Política dos Autores no Cinema



Introdução.
O presente trabalho é baseado na leitura que tive do livro Revisão Crítica do Cinema Brasileiro de Glauber Rocha. Neste livro, Glauber traça a história do cinema brasileiro segundo sua visão e de uma forma assumidamente crítica e parcial. Ele o faz segundo a política dos autores, como o precisa na introdução: "Na tentativa de situar o cinema brasileiro como expressão cultural, adotei o ?método do autor? para analisar sua história e suas contradições; o cinema, em qualquer momento de sua história universal, só é maior na medida dos seus autores". (Rocha, 2003:36) Desta forma, Glauber irá prestigiar e muito o cineasta Humberto Mauro, depreciar totalmente o cinema burguês paulista, desleixar o filme Limite de Mário Peixoto sem mesmo o ter visto? Tudo isto numa postura claramente militante e seguindo o tal do ?método do autor? que, segundo Glauber, tem em André Bazin "o seu primeiro pensador" (irei verificar, em minha pesquisa sobre o assunto, que isto é questionável).
Sendo muito pouco o conhecimento que tenho sobre história do cinema brasileiro e não tendo assistido à maioria dos filmes comentados por Glauber em seu livro, não tive outra opção do que a de aceitar sem comentários os seus relatos. Na tentativa de compreender melhor o que eu lera, voltei-me então para a pesquisa da metodologia que ele usara para escrever o livro. Metodologia esta que, como vimos, está indicada na própria introdução e consiste no "método do autor". Por sinal, Revisão Crítica do Cinema Brasileiro é considerado pelo teórico Jean-Claude Bernardet "uma espécie de manifesto de cinema de autor no quadro do Cinema Novo" (Bernardet, 1994:139) por ser onde mais claramente ele se posicionou e discorreu sobre o assunto.
Minha primeiro constatação foi a de que não se fala usualmente em um ?método do autor? mas sim, na maioria dos casos, numa ?política dos autores?. Pus-me a pesquisar sobre a política dos autores e o resultado de minha pesquisa está concentrado neste trabalho. O tronco de minha pesquisa foi extraído do livro O autor no cinema de Jean-Claude Bernardet, publicado pela Editora Brasiliense.

Política dos autores.
A política dos autores é um movimento teorico da crítica cinematográfica lançado na revista francesa Cahiers du Cinéma em 1955 pelo então jovem crítico François Truffaut. Consiste, muito resumidamente, em atribuir ao diretor de cinema o status de autor do filme. Uma rápida navegada na internet nos traz as seguintes definições para a palavra "autor": "Aquele que inventa ou é causa primeira de uma coisa" (Priberam), "Aquele de que alguém ou alguma coisa nasce ou procede", "Escritor de uma obra literária, científica ou artística" (Michaelis), "é aquele a quem se deve uma obra" (Wikipédia Brasil)? Para o espectador comum de hoje em dia, a associação dessas definições com a figura do diretor de cinema parece coisa muito natural. No entanto nem sempre foi assim. Vejamos por que.

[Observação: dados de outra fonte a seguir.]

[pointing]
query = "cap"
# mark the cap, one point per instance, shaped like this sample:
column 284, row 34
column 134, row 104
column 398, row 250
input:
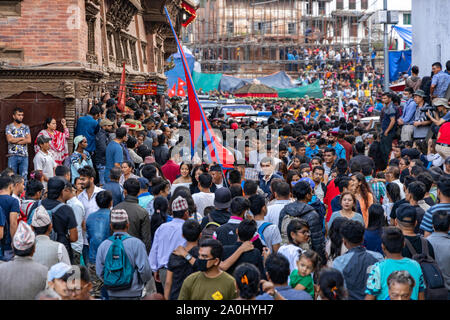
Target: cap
column 310, row 181
column 406, row 213
column 411, row 153
column 143, row 182
column 41, row 218
column 179, row 204
column 420, row 93
column 119, row 215
column 222, row 198
column 216, row 167
column 106, row 122
column 41, row 140
column 24, row 237
column 441, row 102
column 58, row 271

Ao meu ver, duas coisas iam contra a atribuição autoral ao diretor. Em primeiro lugar a herança direta que se tinha do teatro, onde a dramaturgia tinha um peso quase totalizante em relação ao valor da obra. Fala-se muito menos dos diretores que encenaram peças como Hamlet e Fausto do que dos autores dos textos. Somente a partir do século XX encenadores teatrais passam a ter maior relevância histórica e, mesmo assim, muitas vezes embasados em suas próprias dramaturgias como é o caso de Bertold Brecht. A própria definição de autor, como o vimos acima, acaba passando por um conceito muito ligado à literatura. Nesse sentido, no âmbito do cinema, muitas pessoas vão defender, seguindo a tradição teatral, que é o roteirista o autor do filme. Assim o faz Delluc, em 1918. Ou ainda Henri Diamant-Berger em 1919 quando disse: "O roteiro é o filme em si. É, escrito, o filme tal como será impresso na película. É um erro pensar que o filme seja o desenvolvimento do roteiro, que o roteiro contém a matéria bruta do filme e que é tarefa do metteur-en-scène extraí-lo e comentá-lo conforme a sua personalidade. Ao autor do roteiro cabe a responsabilidade do filme. Há metteurs-en-scène que colaboram com o autor. É legítimo, mas isto deve ocorrer antes da execução e ser discutido com o autor. O autor deve ser obedecido; para tanto, deve acompanhar a execução do seu roteiro a fim de que sejam respeitadas as suas intenções".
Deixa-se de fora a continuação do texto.